2016/02/03

Anime Yorumu: Sakamichi no Apollon / Gekkan Shoujo Nozaki-kun

Herkese merhaba!
Bir süredir değerli bir arkadaşımın önerileriyle güzel animeler izlemekteyim. Bunlardan ikisi hakkında bu gönderide azıcık gevezelik edeceğim. Öncelikle durmadan araya engellerin girdiği Gekkan Shoujo Nozaki-kun'dan bahsedelim.


Gekkan Shoujo Nozaki-kun, gülünç yanlış anlaşılmaların süslediği birbirine örüşük ilişkilerin hikayesini anlatan sevimli mi sevimli bir shoujo animesi. Ana karakterlerimizden biri olan Nozaki-kun, anime süresince eserine sadık, azimli bir mangaka olarak yolunda kararlı adımlarla ilerlemeye çalışıyor. Diğer yandan ise diğer ana karakterimiz, asıl kızımız Chiyo, Nozaki'ye olan aşkını açıklamaya çalışırken sonu gelmeyen yanlış anlaşılmalar silsilesine kapılıyor ve seri sonuna kadar bunlardan bir türlü kurtulamıyor. Her ne kadar Nozaki'nin düz mantıklılığına isyan etsem de aralarındaki bu inişli çıkışlı, bilmeceli ilişkiye hayranlıkla bakmıyorum değil.

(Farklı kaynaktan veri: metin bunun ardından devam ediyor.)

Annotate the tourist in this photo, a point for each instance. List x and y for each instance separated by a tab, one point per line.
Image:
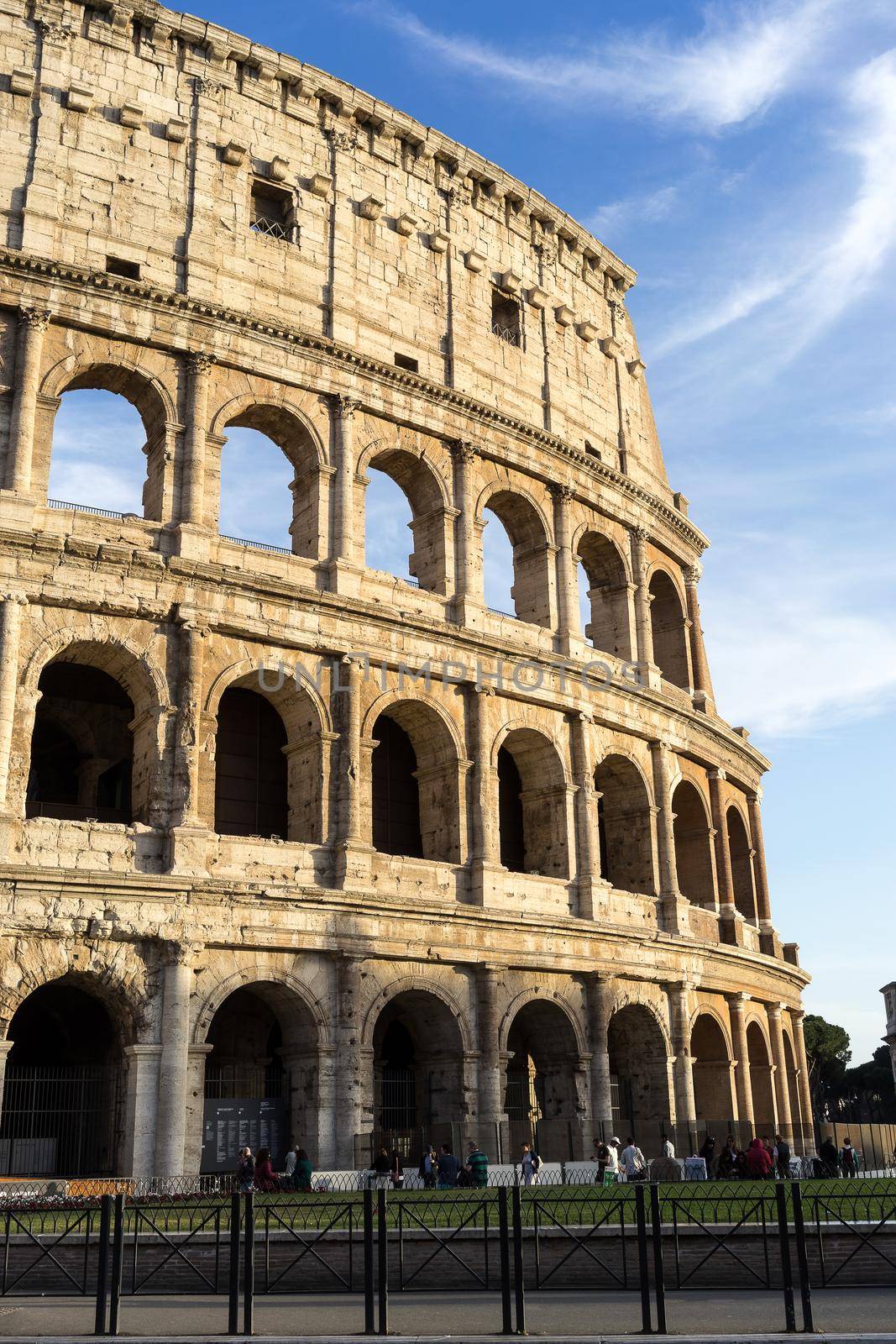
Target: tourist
429	1168
759	1163
530	1166
477	1167
266	1178
633	1162
304	1171
449	1168
382	1171
246	1169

Kabul edin finalde hepiniz "NEDEN HAVAİ FİŞEKLER!!1!1!1?" diye bağırdınız.

Ana çift bir yana diğerlerini de bayılarak izledim. Böyle birbirinden alakasız fakat birbirine yakışan çiftler olduğuna inanmıyorum. >w<

Kashima ve Hori mesela. Seo ve Waka ne kadar uğraşırlarsa uğraşsınlar gözümde bu ikisi kadar parlayamadılar. Acayip tatlılar!


Ve hiçbir zaman hak ettiği ilgiyi göremeyen zavallı Mikorin'i unutmayalım. Bana kalırsa serideki en havada kalan fakat kalmaması gereken karakterdi. Animedeki en güzel renkti! Ne demek Mikoshiba'ya diğerlerinden az rol verelim!!1!?

Mangaya başlama sebebimsin Mikorin.


Ve izledikten sonra hızımı alamayıp baştan izlediğim seri Sakamichi No Apollon. Normalde çok az seriyi oturup baştan izlemişliğim vardır ve bunlardan biri ve en etkileyicisiydi bu. Yani, nasıl anlatsam bilemiyorum ne demek istediğimi ancak izledikten sonra anlayabilirsiniz.

Sene 60'lar. Japonya'nın çalkantılı ve değişimin eşiğinde olduğu zamanlar. Ve tüm bunlardan uzakta üç liseli genç: Jazz müziğin ve bateri çalmanın hayatını oluşturduğu Kawabuchi Sentarou, Mukae Müzik Dükkanı'nın sevimli mi sevimli yüzü Mukae Ritsuko ve tüm bunlardan alakasız bir şekilde yaşamını sürdüren ve ileride mucizevi bir şekilde hayatını bu iki gençle birleştirecek olan Nishimi Kaoru. Sakamichi No Apollon hem döneminin yaşantısını hem de o zamanın gençleri arasındaki masumane ilişkileri mükemmel bir şekilde yansıtıyor. Seri içinde akıp giden jazz melodileri de bir o kadar nefis.

Animeyi hala sevimsiz buluyorsanız size Suwabe Junichi tarafından seslendirilen seksi bir trompetçi sunalım~
Açıkçası beni animeye bağlayan en büyük öğelerden biriydi Jazz. İlk bölüm beni dört-beş sene öncesine, soğuk bir kış gecesi odamın bir köşesinde her akşam radyoda verilen Jazz programını dinlediğim zamanlara götürdü. Program yayından kaldırıldığında ne kadar üzülmüştüm... O gece tanıştığım melodilerle seneler sonra yeniden karşılaşmak beni acayip mutlu etmişti.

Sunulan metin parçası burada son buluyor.